26.10.2022, 11:11
Z całą pewnością z tego, iż tegoroczny sezon F1 powolutku się kończy, nie są zadowoleni kibice samochodowych wyścigów. W zeszły weekend poznaliśmy już wszystkie najbardziej istotne rozstrzygnięcia tego sezonu. Po trwającej dziewięć lat hegemonii Mercedesa zespół RB Racing dał radę wywalczyć mistrzostwo świata konstruktorów. Trwający aktualnie sezon jest dla całej ekipy Red Bulla niezwykły pod wieloma względami i ciężko temu zaprzeczyć. W głównej mierze trzeba wziąć pod uwagę to, w jak niesamowitej dyspozycji jest w chwili obecnej Verstappen. Mistrz F1 z ubiegłego sezonu zapewnił sobie kolejne mistrzostwo z kolei podczas wyścigu o GP Japonii.
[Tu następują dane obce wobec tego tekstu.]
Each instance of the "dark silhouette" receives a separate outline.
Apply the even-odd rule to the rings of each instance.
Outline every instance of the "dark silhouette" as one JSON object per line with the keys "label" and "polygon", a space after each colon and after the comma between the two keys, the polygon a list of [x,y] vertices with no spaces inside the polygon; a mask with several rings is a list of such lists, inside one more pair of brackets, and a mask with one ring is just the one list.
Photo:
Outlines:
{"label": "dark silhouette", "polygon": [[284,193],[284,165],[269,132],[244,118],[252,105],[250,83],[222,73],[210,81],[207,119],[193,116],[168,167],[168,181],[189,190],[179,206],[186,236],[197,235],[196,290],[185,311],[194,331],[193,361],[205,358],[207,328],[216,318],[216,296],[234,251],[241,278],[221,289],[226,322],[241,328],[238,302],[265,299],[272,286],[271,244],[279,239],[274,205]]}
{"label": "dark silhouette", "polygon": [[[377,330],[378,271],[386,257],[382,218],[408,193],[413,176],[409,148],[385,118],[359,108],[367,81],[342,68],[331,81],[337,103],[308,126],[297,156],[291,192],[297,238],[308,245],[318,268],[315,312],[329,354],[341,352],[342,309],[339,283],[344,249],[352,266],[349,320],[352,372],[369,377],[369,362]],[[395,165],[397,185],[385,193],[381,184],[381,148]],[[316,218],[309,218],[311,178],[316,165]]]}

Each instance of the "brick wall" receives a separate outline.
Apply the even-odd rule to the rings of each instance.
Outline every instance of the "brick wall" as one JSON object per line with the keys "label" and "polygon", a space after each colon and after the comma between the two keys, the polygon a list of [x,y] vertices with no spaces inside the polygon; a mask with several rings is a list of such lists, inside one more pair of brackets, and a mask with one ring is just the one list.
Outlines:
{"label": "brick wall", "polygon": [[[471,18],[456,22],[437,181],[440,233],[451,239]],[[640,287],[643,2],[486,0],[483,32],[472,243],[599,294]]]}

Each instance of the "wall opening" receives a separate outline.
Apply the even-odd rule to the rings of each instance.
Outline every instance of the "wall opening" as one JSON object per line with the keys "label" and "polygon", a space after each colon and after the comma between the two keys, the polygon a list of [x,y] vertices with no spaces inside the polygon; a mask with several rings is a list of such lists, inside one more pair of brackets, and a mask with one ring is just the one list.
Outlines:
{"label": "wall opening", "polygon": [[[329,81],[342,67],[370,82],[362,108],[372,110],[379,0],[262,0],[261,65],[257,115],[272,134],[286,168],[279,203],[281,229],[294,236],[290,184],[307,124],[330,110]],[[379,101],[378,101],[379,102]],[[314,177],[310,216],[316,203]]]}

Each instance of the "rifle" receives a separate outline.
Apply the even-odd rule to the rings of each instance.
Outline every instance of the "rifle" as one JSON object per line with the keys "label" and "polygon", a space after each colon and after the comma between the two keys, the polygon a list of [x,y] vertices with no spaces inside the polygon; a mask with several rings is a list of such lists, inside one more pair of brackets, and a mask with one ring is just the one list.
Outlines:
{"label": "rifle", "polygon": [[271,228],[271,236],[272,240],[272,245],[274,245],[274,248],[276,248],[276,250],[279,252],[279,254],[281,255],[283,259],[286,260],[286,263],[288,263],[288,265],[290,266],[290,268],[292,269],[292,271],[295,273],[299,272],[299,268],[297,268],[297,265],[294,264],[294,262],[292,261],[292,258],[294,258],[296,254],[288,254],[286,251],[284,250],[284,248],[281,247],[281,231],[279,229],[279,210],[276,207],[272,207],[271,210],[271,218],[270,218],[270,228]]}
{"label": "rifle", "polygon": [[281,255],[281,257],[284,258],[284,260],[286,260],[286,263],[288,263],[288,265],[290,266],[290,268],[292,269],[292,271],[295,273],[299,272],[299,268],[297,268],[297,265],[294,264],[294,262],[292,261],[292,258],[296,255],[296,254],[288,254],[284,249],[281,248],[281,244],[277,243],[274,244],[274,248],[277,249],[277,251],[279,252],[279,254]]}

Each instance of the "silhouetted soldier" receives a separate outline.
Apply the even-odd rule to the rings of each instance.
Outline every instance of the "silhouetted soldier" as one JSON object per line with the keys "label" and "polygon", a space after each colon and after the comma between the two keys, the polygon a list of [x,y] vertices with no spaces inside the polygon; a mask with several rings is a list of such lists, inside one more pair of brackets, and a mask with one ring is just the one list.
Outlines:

Kierowca z Holandii w tej chwili może całkiem skoncentrować się na pobijaniu następnych rekordów. Triumf w trakcie niedzielnego wyścigu spowodował, że kierowca z Holandii wyrównał rekord ilości triumfów w trakcie jednego sezonu.
Rekord ten obecnie to 13 zwycięstw, jednakże holenderski kierowca ma szansę, aby mocno go wyśrubować. Pozostały 3 wyścigi do finiszu trwającego obecnie sezonu Max Verstappen może śmiało zwyciężyć każdy. Podczas trwania Grand Prix Stanów Zjednoczonych Max Verstappen następny raz udowodnił, z jakiego powodu jego przewaga w trakcie sezonu 2022 jest aż tak wielka. Verstappen jeździ doskonale i w dodatku w trudnych warunkach jest w stanie dowieźć zwycięstwo w wyścigu. Start wyścigu o GP USA był dla mistrza świata Formuły 1 świetny. Dał radę tuż przed zakrętem numer jeden ominąć Carlosa Sainza i miał możliwość, aby powiększać swoją przewagę nad resztą kierowców. W trakcie pobytu w boksie Verstappen stracił wiele cennych sekund w trakcie pitstopu, ponieważ pojawił się kłopot przy wymianie kół. Zapowiadało się na to, że może na tym zyskać posiadacz 7 tytułów mistrzowskich Sir Lewis Hamilton, który wskoczył na 1 miejsce. Jednak kierowca Red Bulla nie planował się poddawać i zdołał dogonić Hamiltona, a następnie go ominąć. W ostatecznym rozrachunku kierowca Red Bulla zwyciężył wyścig o Grand Prix Stanów Zjednoczonych, na drugim miejscu był siedmiokrotny mistrz świata Lewis Hamilton, a na najniższym stopniu podium Leclerc z zespołu Scuderia Ferrari.